A wise seminary professor once warned those of us anxious to boil the New Testament down to Luther’s reading of Romans and Galatians to be careful, lest we turn faith itself into yet another good work.
In our efforts to correct what we perceive as inadequate patterns of meaning-making, we often fall right into those same patterns. So perhaps the strongest moment in Debbie Blue’s provocative new book comes toward the end, when her critique of the tendency to “mistake the summons of the living God for a rock”—to turn the Bible into an idol—turns in on itself.
“The idols I crank out tend to have some sort of feminine colors and maybe a stripe of some weird antirational thing going on,” Blue observes, “mixed in an unlikely manner with shades of Barth and lefty polka dots.” It’s a good description of the pages of freewheeling biblical interpretation that precede it. And by implicating herself as among the idolaters, Blue avoids setting up her own ideas as the solution. Instead, she recognizes that idols are inevitable—but they’re also hollow, and it’s in recognizing this hollowness that “we glimpse that what holds us is the grace of God.”

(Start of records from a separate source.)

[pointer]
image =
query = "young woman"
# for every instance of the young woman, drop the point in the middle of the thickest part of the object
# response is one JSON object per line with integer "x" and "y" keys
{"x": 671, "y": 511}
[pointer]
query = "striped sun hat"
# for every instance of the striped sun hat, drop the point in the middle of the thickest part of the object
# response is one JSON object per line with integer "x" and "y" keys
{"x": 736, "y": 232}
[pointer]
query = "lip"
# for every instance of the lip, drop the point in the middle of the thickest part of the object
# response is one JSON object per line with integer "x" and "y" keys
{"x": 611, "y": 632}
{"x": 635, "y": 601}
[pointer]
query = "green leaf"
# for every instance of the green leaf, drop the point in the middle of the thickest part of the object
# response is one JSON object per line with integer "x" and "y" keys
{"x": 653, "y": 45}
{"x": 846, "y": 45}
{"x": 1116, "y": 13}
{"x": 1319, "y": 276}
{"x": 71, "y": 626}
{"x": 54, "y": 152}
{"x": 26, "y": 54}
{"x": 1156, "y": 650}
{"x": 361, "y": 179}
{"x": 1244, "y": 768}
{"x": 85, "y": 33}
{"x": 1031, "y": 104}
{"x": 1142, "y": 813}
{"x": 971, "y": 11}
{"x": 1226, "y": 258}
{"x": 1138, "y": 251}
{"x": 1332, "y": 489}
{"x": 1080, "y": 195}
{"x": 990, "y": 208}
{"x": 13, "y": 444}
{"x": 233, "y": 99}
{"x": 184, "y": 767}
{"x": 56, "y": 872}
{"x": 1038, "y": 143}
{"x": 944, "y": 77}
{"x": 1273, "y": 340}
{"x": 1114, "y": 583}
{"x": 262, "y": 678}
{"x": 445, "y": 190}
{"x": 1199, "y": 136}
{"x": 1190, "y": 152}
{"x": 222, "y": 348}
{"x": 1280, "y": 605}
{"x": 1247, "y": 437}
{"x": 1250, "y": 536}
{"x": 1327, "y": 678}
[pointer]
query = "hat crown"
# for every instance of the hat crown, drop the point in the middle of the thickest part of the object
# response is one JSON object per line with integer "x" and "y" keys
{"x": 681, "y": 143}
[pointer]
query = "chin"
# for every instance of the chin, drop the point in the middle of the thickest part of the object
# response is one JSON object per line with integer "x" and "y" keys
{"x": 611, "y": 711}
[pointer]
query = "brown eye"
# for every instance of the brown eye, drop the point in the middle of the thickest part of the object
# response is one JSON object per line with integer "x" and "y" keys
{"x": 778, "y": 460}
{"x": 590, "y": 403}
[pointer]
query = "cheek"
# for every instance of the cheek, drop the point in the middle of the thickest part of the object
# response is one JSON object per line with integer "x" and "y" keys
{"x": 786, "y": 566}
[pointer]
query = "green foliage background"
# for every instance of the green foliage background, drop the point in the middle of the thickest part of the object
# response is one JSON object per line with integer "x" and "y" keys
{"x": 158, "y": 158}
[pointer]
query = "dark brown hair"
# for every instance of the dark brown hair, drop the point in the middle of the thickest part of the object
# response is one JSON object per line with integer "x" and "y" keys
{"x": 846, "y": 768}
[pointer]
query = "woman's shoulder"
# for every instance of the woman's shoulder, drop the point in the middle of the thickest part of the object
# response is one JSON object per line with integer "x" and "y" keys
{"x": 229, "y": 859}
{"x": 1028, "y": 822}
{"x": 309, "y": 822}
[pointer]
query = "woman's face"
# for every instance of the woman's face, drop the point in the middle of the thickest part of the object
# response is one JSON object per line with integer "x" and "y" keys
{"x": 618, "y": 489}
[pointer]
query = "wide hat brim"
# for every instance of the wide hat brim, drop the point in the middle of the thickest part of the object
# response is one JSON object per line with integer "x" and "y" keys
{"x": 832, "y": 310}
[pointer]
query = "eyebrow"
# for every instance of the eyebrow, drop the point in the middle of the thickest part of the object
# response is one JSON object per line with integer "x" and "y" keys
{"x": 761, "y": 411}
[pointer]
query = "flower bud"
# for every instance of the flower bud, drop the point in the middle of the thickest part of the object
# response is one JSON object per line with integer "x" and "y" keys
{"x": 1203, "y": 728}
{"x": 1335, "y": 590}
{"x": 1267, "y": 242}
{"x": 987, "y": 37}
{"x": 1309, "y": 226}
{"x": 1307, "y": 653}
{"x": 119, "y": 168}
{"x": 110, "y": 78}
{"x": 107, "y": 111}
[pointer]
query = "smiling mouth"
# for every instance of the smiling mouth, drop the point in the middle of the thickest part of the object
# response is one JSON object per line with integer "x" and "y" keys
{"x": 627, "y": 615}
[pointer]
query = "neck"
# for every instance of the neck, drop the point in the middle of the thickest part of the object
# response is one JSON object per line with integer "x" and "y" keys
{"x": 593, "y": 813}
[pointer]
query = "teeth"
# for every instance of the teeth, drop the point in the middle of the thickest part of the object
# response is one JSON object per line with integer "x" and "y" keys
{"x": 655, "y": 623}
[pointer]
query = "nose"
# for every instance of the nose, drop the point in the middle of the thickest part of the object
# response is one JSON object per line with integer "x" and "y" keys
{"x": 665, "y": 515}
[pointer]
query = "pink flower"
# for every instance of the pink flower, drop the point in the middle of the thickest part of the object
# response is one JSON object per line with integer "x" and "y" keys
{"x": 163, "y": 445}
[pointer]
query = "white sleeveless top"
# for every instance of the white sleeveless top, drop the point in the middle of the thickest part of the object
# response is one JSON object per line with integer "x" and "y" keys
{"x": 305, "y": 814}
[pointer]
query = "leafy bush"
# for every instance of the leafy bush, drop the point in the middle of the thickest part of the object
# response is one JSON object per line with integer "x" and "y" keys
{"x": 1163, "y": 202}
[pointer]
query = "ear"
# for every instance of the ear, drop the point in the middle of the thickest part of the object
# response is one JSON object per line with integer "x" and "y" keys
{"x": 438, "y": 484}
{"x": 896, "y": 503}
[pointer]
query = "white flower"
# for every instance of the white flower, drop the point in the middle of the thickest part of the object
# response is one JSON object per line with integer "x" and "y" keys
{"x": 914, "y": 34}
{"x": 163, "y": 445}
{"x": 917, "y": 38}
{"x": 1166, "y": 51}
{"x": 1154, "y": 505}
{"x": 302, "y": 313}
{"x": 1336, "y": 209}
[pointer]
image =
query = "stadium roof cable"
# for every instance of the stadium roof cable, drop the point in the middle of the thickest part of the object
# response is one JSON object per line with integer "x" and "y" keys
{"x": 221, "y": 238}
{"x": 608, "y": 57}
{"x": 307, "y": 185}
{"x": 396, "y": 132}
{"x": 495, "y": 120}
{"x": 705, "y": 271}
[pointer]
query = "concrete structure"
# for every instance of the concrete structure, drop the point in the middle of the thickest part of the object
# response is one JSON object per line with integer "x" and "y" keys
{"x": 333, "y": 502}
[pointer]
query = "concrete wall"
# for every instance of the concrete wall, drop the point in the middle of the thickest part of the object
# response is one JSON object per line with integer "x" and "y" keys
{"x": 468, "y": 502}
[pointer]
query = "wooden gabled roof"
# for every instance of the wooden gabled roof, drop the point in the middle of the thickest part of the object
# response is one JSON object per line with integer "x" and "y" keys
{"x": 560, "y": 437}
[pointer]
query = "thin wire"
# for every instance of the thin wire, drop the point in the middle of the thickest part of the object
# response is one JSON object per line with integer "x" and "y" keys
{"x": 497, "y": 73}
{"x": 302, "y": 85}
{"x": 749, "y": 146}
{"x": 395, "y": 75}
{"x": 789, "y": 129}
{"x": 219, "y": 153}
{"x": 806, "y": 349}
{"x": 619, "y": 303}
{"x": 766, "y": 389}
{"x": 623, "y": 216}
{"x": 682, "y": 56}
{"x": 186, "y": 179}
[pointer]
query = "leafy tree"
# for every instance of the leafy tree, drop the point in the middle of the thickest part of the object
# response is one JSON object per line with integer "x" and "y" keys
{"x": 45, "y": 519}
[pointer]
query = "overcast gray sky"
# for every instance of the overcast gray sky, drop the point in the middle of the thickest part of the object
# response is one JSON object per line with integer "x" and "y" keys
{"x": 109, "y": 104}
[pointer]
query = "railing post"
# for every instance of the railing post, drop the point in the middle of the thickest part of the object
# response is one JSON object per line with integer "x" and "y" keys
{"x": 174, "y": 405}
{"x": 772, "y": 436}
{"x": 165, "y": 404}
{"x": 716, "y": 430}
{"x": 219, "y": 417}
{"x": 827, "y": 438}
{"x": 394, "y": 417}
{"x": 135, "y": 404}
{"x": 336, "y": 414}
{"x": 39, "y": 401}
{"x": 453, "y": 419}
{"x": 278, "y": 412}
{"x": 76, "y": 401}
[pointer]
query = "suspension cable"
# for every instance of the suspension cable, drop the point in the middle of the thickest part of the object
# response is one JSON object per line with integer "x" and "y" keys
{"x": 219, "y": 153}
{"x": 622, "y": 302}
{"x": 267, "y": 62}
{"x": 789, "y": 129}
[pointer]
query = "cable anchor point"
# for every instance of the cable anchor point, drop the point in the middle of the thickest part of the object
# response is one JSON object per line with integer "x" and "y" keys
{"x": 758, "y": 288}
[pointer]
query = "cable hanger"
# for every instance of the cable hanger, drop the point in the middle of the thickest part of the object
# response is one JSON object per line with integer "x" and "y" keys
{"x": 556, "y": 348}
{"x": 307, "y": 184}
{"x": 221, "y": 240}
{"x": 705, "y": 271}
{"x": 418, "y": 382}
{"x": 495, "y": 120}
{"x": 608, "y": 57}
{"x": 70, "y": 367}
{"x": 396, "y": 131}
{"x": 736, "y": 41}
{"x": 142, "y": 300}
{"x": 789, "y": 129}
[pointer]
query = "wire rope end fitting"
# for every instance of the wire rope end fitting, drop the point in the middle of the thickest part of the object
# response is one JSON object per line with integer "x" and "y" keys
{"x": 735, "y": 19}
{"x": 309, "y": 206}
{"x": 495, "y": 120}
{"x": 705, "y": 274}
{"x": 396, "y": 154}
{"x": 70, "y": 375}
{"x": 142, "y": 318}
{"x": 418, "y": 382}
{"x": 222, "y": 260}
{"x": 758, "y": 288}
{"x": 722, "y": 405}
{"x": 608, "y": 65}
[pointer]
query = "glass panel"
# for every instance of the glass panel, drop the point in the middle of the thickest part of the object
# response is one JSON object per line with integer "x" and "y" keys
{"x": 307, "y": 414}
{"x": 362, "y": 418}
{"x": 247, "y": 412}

From Stone to Living Word is the second book from Blue, a founding pastor of House of Mercy in St. Paul, Minnesota. Sensual Orthodoxy (Cathedral Hill Press, 2003) offers a collection of sermons around a single thesis: that the gospels’ witness is not austere or tidy but rather physical and messy, alive. Here, Blue develops this idea further, applies it to the larger canon, and expands her project to questions about why good biblical reading matters to our faith and our lives.